O candidato do PSDB, Mário Covas, foi eleito governador de São Paulo com 8.661.960 votos-- 48,8% do total-- confirmando o resultado que já havia sido apontado pelas pesquisas de intenção de voto. Francisco Rossi, do PDT, obteve a preferência de 6.771.456 eleitores, ou 38,15% do total. Considerando apenas os votos válidos (o que exclui os em branco e os nulos), o primeiro atingiu 56,12%, e o segundo 43,88%. O Tribunal Regional Eleitoral (TRE) chegou a esses resultados finais às 3h15 de ontem. Nesse segundo turno, o índice de abstenção no estado foi de 14,57%, o que representa a ausência de 3.025.355 pessoas em um universo de 20.774.991 eleitores.

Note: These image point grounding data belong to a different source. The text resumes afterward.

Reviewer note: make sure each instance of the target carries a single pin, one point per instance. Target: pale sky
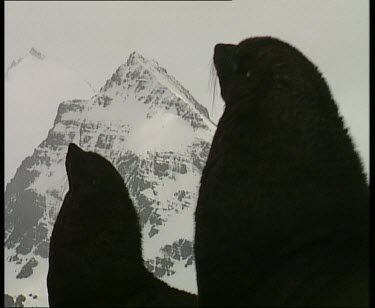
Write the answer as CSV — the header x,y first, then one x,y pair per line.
x,y
94,38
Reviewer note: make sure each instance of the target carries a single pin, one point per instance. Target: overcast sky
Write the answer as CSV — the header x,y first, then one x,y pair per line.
x,y
94,38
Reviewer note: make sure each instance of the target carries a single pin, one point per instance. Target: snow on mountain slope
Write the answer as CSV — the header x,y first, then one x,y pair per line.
x,y
34,86
156,135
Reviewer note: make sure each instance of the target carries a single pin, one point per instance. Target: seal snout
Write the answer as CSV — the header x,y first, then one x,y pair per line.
x,y
74,156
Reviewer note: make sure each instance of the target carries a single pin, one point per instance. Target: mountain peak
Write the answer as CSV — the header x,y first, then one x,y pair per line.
x,y
37,54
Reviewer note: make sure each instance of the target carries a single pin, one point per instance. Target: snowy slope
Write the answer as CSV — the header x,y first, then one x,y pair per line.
x,y
156,135
34,86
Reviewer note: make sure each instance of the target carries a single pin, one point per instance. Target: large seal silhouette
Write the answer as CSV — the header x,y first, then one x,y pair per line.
x,y
282,214
95,255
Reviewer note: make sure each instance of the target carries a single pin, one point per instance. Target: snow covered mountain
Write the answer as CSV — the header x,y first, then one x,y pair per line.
x,y
156,135
34,87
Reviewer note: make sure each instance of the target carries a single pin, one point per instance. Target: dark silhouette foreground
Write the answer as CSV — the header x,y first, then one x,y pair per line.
x,y
282,216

Esse foi um dos maiores índices de não comparecimento às urnas em São Paulo. Em 1989, por exemplo, primeira eleição direta para a Presidência da República desde o regime militar, a abstenção no estado alcançou 6,04% no primeiro turno e 7,81% no segundo. O número de votos em branco no segundo turno da eleição foi bem menor que o constatado no primeiro. Apenas 1,02% dos eleitores deixaram de preencher a cédula contra 14,39% em três de outubro. Quanto aos nulos, ao contrário, houve um aumento considerável entre os dois turnos-- de 9,39% para 12%. O governador eleito de São Paulo anunciou ontem um programa de privatizações para salvar o Banco do Estado (Banespa). A Companhia Paulista de Força e Luz (CPFL) é uma das empresas que o futuro governo deverá colocar à venda. Covas comprometeu-se também a acabar com o Baneser, subsidiária do Banespa usada pelos últimos governos para empregar correligionários (O ESP).